Europe 1 11:42 a.m., February 9, 2024

Robert Badinter, former Minister of Justice and architect of the abolition of the death penalty in France, died at the age of 95, we learned on February 9. In March 2020, the man who had made the end of capital punishment his hobby horse spoke to Christophe Hondelatte about this fight. 

Robert Badinter spoke at length to Christophe Hondelatte and told him about the crusade he led against the death penalty. In the first episode, available as a podcast (and below), the former Minister of Justice recounts his failure during the Roger Bontems trial. This former soldier, convicted after a deadly hostage-taking in the Clairvaux power plant in 1972, was executed. “I have the feeling that it was a foregone conclusion,” he remembers. “I admire this kind of blind confidence that I had in an outcome which, I thought, could be favorable, that is to say avoiding the death penalty,” declares Robert Badinter.

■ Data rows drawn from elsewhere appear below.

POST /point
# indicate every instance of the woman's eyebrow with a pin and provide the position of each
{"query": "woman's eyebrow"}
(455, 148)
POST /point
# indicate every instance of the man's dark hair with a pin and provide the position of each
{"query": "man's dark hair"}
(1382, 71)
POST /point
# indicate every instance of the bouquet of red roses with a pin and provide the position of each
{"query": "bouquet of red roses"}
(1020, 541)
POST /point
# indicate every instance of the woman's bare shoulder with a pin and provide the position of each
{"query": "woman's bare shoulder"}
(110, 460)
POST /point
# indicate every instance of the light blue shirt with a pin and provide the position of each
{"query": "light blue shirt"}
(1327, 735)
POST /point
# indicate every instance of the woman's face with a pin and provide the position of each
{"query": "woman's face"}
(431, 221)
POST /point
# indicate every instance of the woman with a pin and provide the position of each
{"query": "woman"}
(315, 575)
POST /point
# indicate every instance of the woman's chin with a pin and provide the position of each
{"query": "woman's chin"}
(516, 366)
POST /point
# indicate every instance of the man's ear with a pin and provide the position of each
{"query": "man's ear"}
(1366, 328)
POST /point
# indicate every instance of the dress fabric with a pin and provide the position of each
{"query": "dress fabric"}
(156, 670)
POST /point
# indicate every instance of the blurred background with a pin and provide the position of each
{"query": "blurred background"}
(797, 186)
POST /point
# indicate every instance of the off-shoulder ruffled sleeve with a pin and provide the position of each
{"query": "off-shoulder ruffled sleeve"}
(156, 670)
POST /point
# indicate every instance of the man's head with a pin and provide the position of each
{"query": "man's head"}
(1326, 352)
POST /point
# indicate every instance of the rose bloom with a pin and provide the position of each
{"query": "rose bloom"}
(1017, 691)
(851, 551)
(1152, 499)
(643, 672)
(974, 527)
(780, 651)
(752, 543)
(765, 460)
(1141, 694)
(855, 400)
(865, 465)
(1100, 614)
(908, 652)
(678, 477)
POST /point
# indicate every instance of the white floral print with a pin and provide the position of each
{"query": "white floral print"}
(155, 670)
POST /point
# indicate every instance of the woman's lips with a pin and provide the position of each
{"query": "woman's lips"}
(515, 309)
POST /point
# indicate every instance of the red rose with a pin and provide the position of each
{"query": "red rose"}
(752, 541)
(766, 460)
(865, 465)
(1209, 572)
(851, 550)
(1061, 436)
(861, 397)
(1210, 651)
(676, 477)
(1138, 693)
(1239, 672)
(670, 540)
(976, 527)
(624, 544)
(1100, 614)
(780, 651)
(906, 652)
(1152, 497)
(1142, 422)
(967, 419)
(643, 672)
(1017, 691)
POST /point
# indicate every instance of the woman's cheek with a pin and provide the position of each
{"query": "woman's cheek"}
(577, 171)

The lawyer recognizes a form of naivety: “I was young and I didn’t understand anything.”

Listen again to the first of four episodes: 

An “exceptional story”

Not speaking much today about legal cases, Robert Badinter nevertheless agreed to return to the two major trials which forged his fight against the death penalty: those of Roger Bontems and Patrick Henry. An “exceptional story”, according to Christophe Hondelatte.

Robert Badinter fails to save Roger Bontems, executed at La Santé prison. “As chance would have it, a few years later, in the same criminal court where he saw Bontems sentenced to death, he was able to save the head of Patrick Henry, facing the same attorney general,” recalls Christophe Hondelatte.